Here's the article from the Sheridan Press:
District 1 marks graduation of the class of 2007
Tongue River valedictorian: 'create our own destinies'
By Sean Thompson
Staff Reporter
Forty students clad in green, gray and black gowns ascended the stage Sunday on the Tongue River High School football field before receiving their diplomas as the class of 2007.
The graduation ceremonies in Dayton took place under clear skies, with the Big Horn Mountains providing a scenic backdrop for family and friends in attendance.
In addressing his fellow students, Valedictorian Tom Pearce said the future was just as frightening as it had been when he was a freshman struggling to make it through his first year at a bigger school.
"To get this far, we've had to toss aside our idea of fate and create our own destinies," said Pearce, who will study computer science and electrical engineering in the fall at the University of Wyoming.
He added: "That's not going to end here. Our lives have only just begun."
..............
I am skipping the rest of the newspaper article, since it didn't mention Tom again, but it does include a photo of him with these words beneath it:
Tom Pearce
2007 Class
Valedictorian
********
That was the article in the paper. Of course, we're all really proud of him. He is one of those students who never had to be urged to get his schoolwork finished. In fact, he would do his research papers in advance of the deadline and didn't have to stay up until the wee hours to finish in time. This is unlike me. In school, and even now, I would always put things off until the last minute.
Tom was this way when I home schooled him, which was kindergarten through third grade while we lived west of the Big Horn Mountains, near Basin, WY. When we moved to Manderson, he started attending public school.
When we moved to the east side of the mountains in 2000, he had finished fifth grade. He then attended a small school called Arvada/Clearmont Elementary, for sixth grade. He did really well in public school, but felt it was difficult to move to a larger high school in the middle of his freshman year, when we moved to a ranch near Dayton, where we rent a house.

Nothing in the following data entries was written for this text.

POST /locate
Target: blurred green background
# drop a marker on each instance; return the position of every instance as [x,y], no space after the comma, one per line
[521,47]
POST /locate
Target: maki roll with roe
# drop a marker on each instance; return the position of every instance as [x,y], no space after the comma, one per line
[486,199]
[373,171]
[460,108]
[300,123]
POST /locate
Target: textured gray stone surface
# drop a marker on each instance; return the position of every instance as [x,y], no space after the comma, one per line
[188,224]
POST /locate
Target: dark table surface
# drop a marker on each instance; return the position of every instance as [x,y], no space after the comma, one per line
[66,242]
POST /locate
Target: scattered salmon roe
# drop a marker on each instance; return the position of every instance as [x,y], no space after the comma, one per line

No, we aren't ranchers. My mom grew up on a ranch, but I never lived on one, unless you think of the eleven years from 1987 through 1998 as living on a ranch. Those years were spent living in a large house beside the Big Horn River, where all our home schooling was done. The owner of the house and property where we house-sat, had cattle, but I didn't consider it a working ranch, just a place that the owner kept his cattle! The owner was overseas most of the time.
I'll write about my mom's homestead cabin some day.